As to the claims of alcoholism brought forward in the written statement, or the claims that Zschäpe had been drunk when she set fire to the house in Zwickau, or the claims that Zschäpe was beaten and suffered from “dependent personality disorder” – none of those were considered in any detail by Grasel, only in passing to argue that Zschäpe had set fire to the house and sent out the NSU videos only to fulfill the “last wish” of the two Uwes, following a dependency which lasted beyond their death, and not, as would seem plausible, in order to further the political goals of the NSU. Nonetheless, Grasel once more painted a picture in which Zschäpe appears as a victim rather than a perpetrator: having gone underground out of love and fear of the police, sitting at home alone and in fear while the two Uwes were out murdering people, coerced and beaten by Böhnhardt, pre-judged and insulted by the press and victims and their counsel.
Counsel Borchert brought this closing statement to its logical conclusion in his statements on sentencing. Even here, he did not even refer to Zschäpe’s alleged alcoholism as a mitigating circumstance – and thus in effect admitted that this had been simply made up by the defense, another in a long list of lies calling into question the believability of the written statement.
Borchert came to the conclusion that Zschäpe was to be convicted of aiding and abetting the robberies and of arson in the Frühlingstraße house, for which she was to sentenced to not more than ten years in prison.

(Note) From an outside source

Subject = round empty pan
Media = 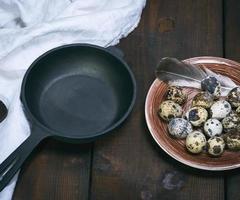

He once more referred to Zschäpe’s so-called apology, which we have already dealt with extensively. Gamze Kubaşik, like many others, has clearly rejected this “apology” already at the time it was originally made:
“I do not accept the so-called apology for the crimes of Mundlos and Böhnhardt – it is an affront, particularly when it comes together with the announcement that none of our questions will be answered.”
Borchert’s repeated referral to this “sincere apology” shows once more that the entire statement by the Zschäpe defense is nothing but a tactical ploy by the accused and her defense counsel, that the Zschäpe defense is playing with the pain and suffering of the NSU victims’ families and using it to prepare their own myth of victimization – which again shows them deeply enmeshed in the strategy of “reversal of guilt” that is so popular with neo-Nazis.
At the end of the trial day, the presiding judge tried to find a schedule for the remaining closing statements, which proved somewhat difficult as many defense teams had special requests as to when they could hold their statements. In the end, it was decided that defense counsel for Carsten Schultze will hold their closing statement next week (March 2 and 3), followed (on March 8 and 9) by those for André Eminger and Holger Gerlach. Ralf Wohlleben’s counsel will hold their closing statement in the last week before the Pentecost break (March 15 to March 17. If this schedule is kept, the only thing left after the break (which ends on June 5) will be the closing statement of Zschäpe’s “old defense counsel” and the last words of the accused, which means that a final judgment may well be announced in mid-June.